Cybercriminals don’t seem like they will stop using healthcare institutions as target practice anytime soon, as another major organization fell victim to a cyberattack this week.
Ascension, a St. Louis-based health system with 140 hospitals across 19 states, detected a hacker’s activity in its systems on Wednesday, it said in a notice posted on its website the next day.
“Our care teams are trained for these kinds of disruptions and have initiated procedures to ensure patient care delivery continues to be safe and as minimally impacted as possible,” the notice read. “There has been a disruption to clinical operations, and we continue to assess the impact and duration of the disruption.”
Ascension said it has notified the proper authorities and is working with Mandiant — a cybersecurity firm owned by Google — to investigate the incident. The investigation has not yet shown that any sensitive information was impacted by the cyberattack.
The health system urged its business partners to temporarily disconnect themselves from all of Ascension’s systems.
The attack is affecting Ascension hospitals all over the country, including facilities in Texas, Florida, Michigan, Illinois, and Wisconsin.
The fact that Mandiant is involved is an indicator of a very serious situation, according to Satyam Tyagi, vice president of cybersecurity company ColorTokens.
“They are diverting ambulances, which shows they do not have trust in their systems to do proper patient care. The incident was noticed Wednesday, and even after 24 hours or more, the extent of damage or containment is not known. They have also requested that their partners disconnect from their network — another indicator that the extent of the damage has not yet been identified,” he wrote in a message to MedCity News.

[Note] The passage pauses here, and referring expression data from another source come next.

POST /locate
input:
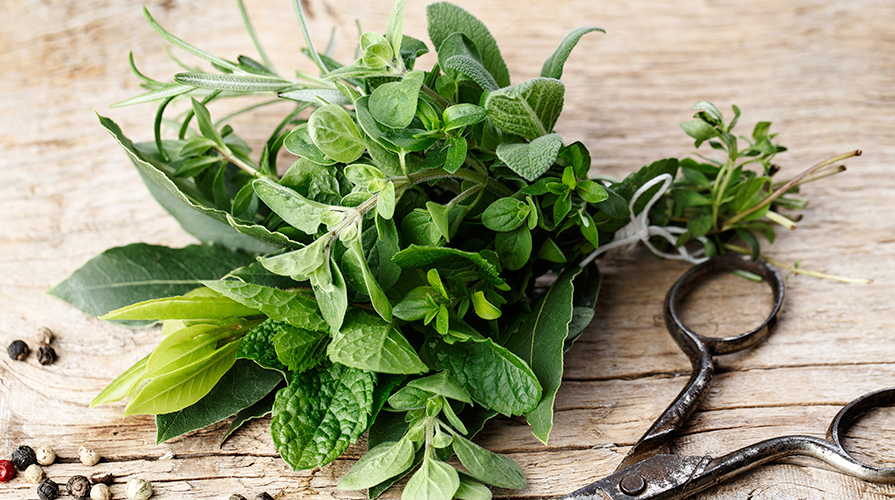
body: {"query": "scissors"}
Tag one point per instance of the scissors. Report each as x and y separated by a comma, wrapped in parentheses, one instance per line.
(650, 471)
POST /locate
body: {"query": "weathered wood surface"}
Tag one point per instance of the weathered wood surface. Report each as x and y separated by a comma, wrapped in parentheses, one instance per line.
(821, 70)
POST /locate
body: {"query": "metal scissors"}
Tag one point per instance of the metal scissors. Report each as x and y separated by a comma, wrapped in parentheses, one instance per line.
(650, 471)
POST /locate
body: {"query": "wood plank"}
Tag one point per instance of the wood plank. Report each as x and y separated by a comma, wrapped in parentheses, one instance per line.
(821, 71)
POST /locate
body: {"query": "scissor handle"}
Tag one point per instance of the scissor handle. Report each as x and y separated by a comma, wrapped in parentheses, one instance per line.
(698, 274)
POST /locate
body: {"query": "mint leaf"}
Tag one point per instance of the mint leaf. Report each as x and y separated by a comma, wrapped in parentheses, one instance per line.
(539, 342)
(297, 310)
(122, 276)
(532, 159)
(553, 65)
(529, 109)
(495, 377)
(445, 19)
(242, 386)
(367, 342)
(320, 413)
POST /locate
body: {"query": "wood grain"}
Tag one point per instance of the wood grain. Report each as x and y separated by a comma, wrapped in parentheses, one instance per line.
(820, 70)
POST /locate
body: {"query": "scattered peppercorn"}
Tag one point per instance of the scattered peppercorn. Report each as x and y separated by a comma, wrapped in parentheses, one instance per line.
(46, 355)
(45, 455)
(48, 490)
(139, 489)
(100, 492)
(7, 471)
(18, 350)
(102, 478)
(34, 474)
(78, 487)
(87, 456)
(23, 456)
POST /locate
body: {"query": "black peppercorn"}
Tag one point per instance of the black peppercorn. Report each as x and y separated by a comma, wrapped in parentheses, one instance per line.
(23, 456)
(48, 490)
(79, 487)
(46, 355)
(18, 350)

Tyagi noted he has heard patient testimonies saying that Ascension providers are using paper charts, which indicates that not even backup recovery is online.

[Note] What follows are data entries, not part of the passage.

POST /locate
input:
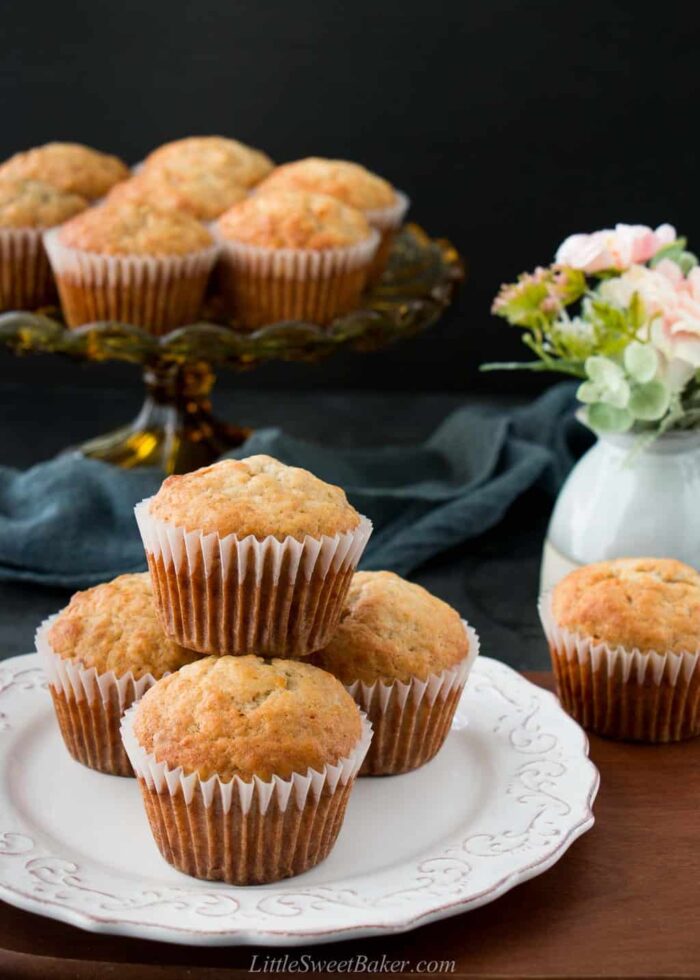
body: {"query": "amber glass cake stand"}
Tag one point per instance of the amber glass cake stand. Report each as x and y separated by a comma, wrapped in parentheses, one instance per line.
(175, 429)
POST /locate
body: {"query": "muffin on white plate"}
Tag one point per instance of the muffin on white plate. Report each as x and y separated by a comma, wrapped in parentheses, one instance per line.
(251, 555)
(246, 766)
(100, 654)
(405, 656)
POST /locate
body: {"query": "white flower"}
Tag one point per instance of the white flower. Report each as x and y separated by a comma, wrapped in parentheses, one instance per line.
(617, 248)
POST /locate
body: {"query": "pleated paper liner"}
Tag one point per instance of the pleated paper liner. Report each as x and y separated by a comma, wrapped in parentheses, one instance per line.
(26, 281)
(157, 293)
(387, 221)
(244, 833)
(89, 707)
(265, 285)
(411, 720)
(238, 596)
(620, 693)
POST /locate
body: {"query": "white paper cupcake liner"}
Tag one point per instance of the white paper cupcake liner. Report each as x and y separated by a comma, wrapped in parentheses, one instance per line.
(157, 293)
(89, 706)
(266, 285)
(26, 282)
(650, 696)
(387, 221)
(411, 720)
(243, 832)
(238, 596)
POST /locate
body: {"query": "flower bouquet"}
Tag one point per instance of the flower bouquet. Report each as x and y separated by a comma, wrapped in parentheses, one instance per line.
(619, 309)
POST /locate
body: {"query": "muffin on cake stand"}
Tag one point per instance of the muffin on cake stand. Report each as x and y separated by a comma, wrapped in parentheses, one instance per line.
(175, 429)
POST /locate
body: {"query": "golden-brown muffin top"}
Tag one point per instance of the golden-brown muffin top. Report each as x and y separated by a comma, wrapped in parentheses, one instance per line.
(71, 167)
(293, 219)
(348, 182)
(204, 194)
(638, 603)
(36, 204)
(244, 716)
(258, 496)
(391, 629)
(130, 228)
(114, 626)
(218, 156)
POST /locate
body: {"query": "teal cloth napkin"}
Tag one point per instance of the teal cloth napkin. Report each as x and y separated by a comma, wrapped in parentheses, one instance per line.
(69, 521)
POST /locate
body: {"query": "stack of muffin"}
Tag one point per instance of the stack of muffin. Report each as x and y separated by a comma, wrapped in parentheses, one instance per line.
(240, 678)
(296, 242)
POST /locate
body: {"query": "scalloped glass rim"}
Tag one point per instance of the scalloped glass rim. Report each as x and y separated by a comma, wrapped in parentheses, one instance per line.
(410, 297)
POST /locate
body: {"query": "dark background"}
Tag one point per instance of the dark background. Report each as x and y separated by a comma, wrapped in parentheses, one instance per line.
(510, 124)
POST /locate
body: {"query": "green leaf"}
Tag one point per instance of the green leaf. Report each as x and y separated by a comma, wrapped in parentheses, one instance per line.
(649, 402)
(588, 393)
(687, 261)
(607, 418)
(641, 361)
(603, 370)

“At the moment, it seems that Ascension is doing everything they can, but recovery was not planned or effective. Moving forward, every hospital should thoroughly plan for breach and recovery and test those solutions extensively,” he wrote.
Another cybersecurity expert — Stephen Kowski, field chief technology officer at SlashNext — noted that Ascension’s decision to instruct partners to disconnect from its systems, while disruptive, is a necessary containment measure that underscores the sophistication of the attack.

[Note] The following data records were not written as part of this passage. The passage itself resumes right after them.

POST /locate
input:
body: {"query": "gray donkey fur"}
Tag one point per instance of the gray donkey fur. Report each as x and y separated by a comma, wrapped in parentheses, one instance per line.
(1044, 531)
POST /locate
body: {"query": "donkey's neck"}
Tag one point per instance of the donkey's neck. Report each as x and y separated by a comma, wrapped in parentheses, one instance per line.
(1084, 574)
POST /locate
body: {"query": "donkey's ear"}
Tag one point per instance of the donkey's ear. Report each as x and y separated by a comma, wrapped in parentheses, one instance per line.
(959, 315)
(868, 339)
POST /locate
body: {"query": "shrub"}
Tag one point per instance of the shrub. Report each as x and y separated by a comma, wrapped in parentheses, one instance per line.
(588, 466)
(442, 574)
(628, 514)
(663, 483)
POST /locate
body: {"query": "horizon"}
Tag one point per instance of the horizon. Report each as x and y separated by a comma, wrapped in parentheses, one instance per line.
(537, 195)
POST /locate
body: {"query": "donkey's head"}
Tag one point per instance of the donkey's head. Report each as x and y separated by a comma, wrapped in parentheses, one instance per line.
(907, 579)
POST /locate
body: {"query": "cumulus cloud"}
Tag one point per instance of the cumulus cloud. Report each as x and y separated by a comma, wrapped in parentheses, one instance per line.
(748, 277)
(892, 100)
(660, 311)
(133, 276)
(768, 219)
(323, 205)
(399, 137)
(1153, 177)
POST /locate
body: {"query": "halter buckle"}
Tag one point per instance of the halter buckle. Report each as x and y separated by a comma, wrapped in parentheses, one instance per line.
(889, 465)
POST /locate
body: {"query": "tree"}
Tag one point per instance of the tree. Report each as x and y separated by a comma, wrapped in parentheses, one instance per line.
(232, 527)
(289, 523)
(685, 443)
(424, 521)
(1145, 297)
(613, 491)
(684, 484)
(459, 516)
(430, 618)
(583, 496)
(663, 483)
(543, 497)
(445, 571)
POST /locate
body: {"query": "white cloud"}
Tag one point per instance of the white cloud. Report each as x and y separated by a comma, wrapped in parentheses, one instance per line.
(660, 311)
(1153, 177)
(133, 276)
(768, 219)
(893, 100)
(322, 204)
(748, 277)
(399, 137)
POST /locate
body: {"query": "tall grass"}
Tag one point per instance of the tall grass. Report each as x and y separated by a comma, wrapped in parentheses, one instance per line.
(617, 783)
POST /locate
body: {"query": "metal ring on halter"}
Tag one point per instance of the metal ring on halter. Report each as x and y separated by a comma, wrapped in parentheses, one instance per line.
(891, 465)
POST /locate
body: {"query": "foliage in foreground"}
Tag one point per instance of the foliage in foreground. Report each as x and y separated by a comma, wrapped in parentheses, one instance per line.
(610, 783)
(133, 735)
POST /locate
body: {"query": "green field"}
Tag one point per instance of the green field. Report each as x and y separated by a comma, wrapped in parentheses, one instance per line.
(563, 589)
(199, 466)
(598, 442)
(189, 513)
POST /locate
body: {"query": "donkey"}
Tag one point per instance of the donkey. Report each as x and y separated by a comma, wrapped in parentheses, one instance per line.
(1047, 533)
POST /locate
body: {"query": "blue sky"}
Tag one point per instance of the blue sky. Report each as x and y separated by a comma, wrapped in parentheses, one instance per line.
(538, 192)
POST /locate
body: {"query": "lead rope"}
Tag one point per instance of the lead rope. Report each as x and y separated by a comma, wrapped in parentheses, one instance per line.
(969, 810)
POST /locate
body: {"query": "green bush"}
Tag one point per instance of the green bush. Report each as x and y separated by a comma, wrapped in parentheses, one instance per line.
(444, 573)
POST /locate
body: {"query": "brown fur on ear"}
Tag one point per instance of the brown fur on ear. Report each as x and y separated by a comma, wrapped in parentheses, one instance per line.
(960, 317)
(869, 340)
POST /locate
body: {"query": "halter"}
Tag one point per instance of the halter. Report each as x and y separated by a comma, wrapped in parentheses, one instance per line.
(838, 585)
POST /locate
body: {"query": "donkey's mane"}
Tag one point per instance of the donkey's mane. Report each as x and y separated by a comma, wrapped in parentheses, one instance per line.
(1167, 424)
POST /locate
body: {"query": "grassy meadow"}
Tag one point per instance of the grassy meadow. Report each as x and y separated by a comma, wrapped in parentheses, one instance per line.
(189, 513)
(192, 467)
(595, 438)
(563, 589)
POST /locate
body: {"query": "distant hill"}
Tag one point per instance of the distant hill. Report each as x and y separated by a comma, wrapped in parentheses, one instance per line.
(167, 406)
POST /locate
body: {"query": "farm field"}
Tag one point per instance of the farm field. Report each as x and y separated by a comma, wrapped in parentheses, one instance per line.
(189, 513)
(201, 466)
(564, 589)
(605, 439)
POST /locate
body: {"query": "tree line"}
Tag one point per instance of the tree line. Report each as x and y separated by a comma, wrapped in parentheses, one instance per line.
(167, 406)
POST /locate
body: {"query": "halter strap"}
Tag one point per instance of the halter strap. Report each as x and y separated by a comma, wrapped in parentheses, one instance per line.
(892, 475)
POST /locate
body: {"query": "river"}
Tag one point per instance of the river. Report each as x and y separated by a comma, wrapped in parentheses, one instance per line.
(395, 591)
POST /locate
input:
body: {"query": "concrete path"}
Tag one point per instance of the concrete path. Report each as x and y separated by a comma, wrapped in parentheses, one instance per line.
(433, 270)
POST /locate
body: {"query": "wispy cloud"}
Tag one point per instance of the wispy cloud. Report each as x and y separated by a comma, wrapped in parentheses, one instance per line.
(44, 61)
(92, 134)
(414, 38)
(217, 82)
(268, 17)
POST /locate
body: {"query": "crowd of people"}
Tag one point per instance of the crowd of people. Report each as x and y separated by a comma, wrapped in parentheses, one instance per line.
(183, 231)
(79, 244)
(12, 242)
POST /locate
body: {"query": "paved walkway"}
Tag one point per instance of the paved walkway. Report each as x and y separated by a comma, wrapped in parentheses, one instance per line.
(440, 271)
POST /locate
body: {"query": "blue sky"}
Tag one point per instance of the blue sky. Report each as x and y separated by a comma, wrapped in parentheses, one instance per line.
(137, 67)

In Kowski’s view, the Ascension’s cyberattack has similarities with the one waged against Change Healthcare.
“The similarity suggests a pattern that may involve advanced social engineering techniques, exploiting human vulnerabilities,” he remarked. “Healthcare organizations should adopt AI-powered security tools capable of detecting anomalous behavior indicative of social engineering to enhance their resilience against such coordinated attacks.”
These cyberattacks represent just two of the hundreds that have been waged against healthcare providers so far this year.
Given the soaring number of cybersecurity disasters in the healthcare sector, the Ascension news is unsurprising, wrote Douglas McKee, executive director of threat research at SonicWall.
“Healthcare continues to be a very lucrative and softer target for threat actors. It is imperative that we first recognize the challenges healthcare faces — it has two priorities, physical patient safety and the protection of patient data. Regulatory agencies and C-level executives must work together to understand the common areas between these two priorities — and work to ensure both are met efficiently and cost-effectively,” he wrote.